I just spent over an hour "organizing" my desk. So far, all I have are empty drawers and a littered floor. Meh. I'm rewarding myself with a blog post. That is just how nerdy I am.
I'm working on a post about why I blog. It's getting long. Just so you know, if I ever tell you that I'm giving you the short version of something, just laugh and laugh and laugh and laugh. There is no such thing. I used to get frustrated because some D/deaf and hard of hearing people I know will just go on and on, telling me stories about some rather mundane event. It used to drive me up the wall... until I realized that I did the same thing! I can't just tell you how my day was. I have to start with telling you how I couldn't get out of bed, what I had for breakfast, how long it took me to get to work, etc. Most people say, "Good, and you?" when I ask them how they are. I give them my life story! So I'm trying to be a more gracious listener and a more succinct storyteller (Like I said, just laugh and laugh and laugh).

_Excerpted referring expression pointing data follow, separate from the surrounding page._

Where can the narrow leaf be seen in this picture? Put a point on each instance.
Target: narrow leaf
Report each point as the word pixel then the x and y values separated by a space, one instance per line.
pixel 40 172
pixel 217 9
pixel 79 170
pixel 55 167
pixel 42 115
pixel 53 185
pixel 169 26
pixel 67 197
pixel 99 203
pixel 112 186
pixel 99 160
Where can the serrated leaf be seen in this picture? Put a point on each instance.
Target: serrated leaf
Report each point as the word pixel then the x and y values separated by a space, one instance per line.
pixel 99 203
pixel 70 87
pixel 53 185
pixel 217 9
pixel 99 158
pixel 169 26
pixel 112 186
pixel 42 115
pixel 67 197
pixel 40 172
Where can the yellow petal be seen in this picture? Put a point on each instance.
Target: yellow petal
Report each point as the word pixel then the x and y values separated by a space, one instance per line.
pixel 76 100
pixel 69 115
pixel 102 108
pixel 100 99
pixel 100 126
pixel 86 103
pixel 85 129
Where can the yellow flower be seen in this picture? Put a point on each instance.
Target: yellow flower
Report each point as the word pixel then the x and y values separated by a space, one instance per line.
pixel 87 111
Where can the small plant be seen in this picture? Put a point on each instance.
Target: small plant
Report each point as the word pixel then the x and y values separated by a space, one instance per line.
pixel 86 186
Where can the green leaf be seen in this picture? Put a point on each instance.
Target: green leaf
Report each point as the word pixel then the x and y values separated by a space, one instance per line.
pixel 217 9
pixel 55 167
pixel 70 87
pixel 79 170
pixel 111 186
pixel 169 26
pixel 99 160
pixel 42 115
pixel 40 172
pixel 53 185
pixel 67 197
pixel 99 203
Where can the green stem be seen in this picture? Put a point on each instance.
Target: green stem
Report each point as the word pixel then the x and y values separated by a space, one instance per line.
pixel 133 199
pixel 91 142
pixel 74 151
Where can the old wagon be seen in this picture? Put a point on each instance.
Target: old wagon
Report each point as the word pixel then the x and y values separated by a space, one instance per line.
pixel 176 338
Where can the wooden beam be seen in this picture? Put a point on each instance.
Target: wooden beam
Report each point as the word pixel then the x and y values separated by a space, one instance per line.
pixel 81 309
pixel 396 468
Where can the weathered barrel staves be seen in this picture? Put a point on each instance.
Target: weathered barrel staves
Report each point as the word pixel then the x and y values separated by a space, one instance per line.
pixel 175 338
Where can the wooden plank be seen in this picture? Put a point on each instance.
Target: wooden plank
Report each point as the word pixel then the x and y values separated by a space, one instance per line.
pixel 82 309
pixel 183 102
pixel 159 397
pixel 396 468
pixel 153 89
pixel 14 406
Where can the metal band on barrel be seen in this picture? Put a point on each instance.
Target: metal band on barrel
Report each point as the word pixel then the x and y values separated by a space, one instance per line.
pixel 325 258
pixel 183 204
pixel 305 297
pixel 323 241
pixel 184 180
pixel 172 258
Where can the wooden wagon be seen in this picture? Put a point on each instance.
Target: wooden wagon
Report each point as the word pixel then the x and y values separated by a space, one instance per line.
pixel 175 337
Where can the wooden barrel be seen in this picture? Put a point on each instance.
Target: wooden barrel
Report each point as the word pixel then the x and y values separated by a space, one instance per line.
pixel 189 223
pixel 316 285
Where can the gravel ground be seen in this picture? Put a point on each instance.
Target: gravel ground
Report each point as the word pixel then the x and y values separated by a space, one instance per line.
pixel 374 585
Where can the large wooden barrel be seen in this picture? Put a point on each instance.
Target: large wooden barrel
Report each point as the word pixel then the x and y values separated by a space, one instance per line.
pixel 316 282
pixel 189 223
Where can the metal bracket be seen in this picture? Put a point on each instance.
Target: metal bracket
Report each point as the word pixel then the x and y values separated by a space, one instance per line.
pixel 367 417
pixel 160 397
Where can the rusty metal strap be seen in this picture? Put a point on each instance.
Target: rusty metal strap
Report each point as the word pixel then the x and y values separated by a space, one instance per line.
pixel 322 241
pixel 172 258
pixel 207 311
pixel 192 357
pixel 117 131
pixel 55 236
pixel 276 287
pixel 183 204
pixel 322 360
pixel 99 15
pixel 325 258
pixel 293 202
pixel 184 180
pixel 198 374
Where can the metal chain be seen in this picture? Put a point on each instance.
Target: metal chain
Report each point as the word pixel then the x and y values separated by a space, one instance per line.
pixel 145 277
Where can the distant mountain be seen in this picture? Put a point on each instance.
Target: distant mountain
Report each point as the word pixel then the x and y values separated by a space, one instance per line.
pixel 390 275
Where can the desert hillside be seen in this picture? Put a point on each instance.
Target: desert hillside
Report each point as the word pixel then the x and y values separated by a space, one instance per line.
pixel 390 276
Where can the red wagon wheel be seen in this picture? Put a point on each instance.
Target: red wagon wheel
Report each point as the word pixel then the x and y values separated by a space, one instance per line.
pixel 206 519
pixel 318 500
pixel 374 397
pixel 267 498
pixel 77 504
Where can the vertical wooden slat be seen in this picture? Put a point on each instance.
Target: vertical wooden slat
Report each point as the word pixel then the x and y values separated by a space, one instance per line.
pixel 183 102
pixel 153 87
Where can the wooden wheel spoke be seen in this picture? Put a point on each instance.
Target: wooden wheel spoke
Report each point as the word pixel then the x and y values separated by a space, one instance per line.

That is something that takes getting used to, though, when I'm around people with hearing loss - the stories. It takes longer, I think, to get through conversations because they don't have the same staccato as conversations among people who can hear. Conversations in the D/deaf and hard of hearing world are long and lengthy and full of rabbit trails. They might hover briefly at the surface but then they plunge deeper. It seems to me that people who can hear take longer to be vulnerable. They seem reluctant to just sit and talk. They always have to be doing something or going somewhere and they have to do it all in a crowd, never one on one.
But when you can't hear, you are already vulnerable and more willing to let your guard down with others. Your hearing has been stripped away and you can more easily see the things that matter. So you zip through things like what's your favorite color and what kind of music do you like and go straight to discussing what was it like for you growing up and how do you deal with your hearing loss? I think, too, that when you live on the outskirts of every other conversation, you are just so eager to connect, especially with those who can share your pain. So you tell stories and bond.
And live happily ever after. The end.